Emily ladeó la cabeza, mirándolo con aprensión mientras le mostraba las manos vacías;
—Por como verás no traje mi cámara.
Él sonrió y guiñó de manera cómplice;
—Pero trajiste tu iPhone.
—¿Qué? —cuestionó ella—. Yo no tengo…
Murdock metió la mano en el bolsillo mientras se detenían frente a la puerta doble que daba al exterior, sacó un celular táctil, cuya carcaza era color rosa con detalles de pequeñas flores marrones, amarillas y blancas, y se lo entregó.
—Feliz cumpleaños retrasado —dijo con media sonrisa—. Y diviértete, Emily Fern.
La tomó por el brazo. Emily guardó el pintoresco iPhone dentro del diminuto bolso de mano en el cual apenas si cabía, y ambos salieron del edificio, aprontándose a la camioneta.

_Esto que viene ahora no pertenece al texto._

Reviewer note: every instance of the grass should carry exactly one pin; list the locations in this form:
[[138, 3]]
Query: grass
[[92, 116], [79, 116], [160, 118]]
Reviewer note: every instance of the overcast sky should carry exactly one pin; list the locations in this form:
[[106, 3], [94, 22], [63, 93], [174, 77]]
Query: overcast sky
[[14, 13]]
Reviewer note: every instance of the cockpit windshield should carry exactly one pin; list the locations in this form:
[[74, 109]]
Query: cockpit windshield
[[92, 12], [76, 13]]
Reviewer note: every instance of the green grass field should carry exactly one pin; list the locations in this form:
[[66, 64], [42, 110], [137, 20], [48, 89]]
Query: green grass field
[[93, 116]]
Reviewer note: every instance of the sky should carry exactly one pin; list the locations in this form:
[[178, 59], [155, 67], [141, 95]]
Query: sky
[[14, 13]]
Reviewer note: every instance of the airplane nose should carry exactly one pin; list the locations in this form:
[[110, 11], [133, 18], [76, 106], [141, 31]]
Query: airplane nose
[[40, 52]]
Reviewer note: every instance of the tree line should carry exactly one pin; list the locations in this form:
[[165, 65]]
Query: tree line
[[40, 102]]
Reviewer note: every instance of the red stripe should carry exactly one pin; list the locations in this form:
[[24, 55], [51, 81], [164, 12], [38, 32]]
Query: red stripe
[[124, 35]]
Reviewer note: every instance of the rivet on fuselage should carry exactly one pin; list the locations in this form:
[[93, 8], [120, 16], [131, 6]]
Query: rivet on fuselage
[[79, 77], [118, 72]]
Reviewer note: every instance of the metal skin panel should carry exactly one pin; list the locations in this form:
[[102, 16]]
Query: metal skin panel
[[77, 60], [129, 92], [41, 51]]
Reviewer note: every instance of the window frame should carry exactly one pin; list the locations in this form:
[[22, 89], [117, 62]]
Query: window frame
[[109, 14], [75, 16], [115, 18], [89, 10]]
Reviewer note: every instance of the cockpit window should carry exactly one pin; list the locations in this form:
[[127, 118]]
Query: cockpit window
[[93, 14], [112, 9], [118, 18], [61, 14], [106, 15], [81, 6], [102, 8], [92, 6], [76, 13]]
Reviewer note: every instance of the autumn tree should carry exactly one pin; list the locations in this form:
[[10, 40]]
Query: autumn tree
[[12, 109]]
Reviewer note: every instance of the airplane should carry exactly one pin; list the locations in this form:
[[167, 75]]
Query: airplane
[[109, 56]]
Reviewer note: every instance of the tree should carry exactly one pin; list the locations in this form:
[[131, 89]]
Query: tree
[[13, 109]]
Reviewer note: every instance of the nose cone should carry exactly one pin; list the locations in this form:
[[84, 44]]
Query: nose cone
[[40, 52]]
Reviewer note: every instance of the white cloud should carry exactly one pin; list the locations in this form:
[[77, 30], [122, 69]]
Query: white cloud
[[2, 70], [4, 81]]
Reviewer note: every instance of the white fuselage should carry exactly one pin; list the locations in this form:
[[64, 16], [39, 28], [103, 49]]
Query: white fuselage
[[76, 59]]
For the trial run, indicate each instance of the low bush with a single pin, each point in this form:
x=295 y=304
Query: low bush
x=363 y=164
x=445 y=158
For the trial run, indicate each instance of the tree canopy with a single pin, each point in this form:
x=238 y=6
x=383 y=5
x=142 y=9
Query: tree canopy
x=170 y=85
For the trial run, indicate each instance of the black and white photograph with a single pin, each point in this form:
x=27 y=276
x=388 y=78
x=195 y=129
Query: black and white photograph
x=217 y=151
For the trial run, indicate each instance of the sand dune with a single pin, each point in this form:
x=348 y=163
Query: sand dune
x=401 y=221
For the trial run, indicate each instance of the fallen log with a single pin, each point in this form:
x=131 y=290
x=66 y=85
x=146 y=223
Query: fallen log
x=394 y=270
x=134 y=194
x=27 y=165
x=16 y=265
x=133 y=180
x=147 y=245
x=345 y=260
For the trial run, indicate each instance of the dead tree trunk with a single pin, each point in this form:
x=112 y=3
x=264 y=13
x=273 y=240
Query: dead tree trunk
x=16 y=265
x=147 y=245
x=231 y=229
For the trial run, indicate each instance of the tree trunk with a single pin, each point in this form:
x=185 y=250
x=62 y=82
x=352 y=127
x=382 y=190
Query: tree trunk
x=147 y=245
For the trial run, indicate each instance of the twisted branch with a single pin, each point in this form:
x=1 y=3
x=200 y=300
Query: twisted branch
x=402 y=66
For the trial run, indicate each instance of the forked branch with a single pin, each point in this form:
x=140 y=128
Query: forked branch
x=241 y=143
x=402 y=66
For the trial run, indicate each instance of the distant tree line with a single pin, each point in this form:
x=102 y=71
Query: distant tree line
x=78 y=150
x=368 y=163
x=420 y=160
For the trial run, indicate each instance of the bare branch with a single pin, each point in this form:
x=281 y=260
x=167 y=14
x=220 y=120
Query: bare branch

Preparándose para el principio del contrato.
.. .. ..
Todo lo que duró el viaje fueron predominantes las lentas y consideradas explicaciones y procederes de Murdock.
Que llegarían, justo a las dos treinta, hora en la que no había tantos paparazis en la entrada de Chateau Marmont, en la que, dicho sea de paso, ya no habría que sentarse en la incomodidad de una mesa a comer y compartir con gente; ya se abrían las pistas de baile, un par de copitas de cara champaña y ya nadie haría más que bailar, simular que se escuchan a través del sonido de la música y sacarse selfies con un alto flujo de alcohol en sangre.
Por supuesto que nada de eso la tranquilizó, menos luego de ver como el imponente hotel donde se ofrecía la fiesta se presentaba más y más cercano cada vez.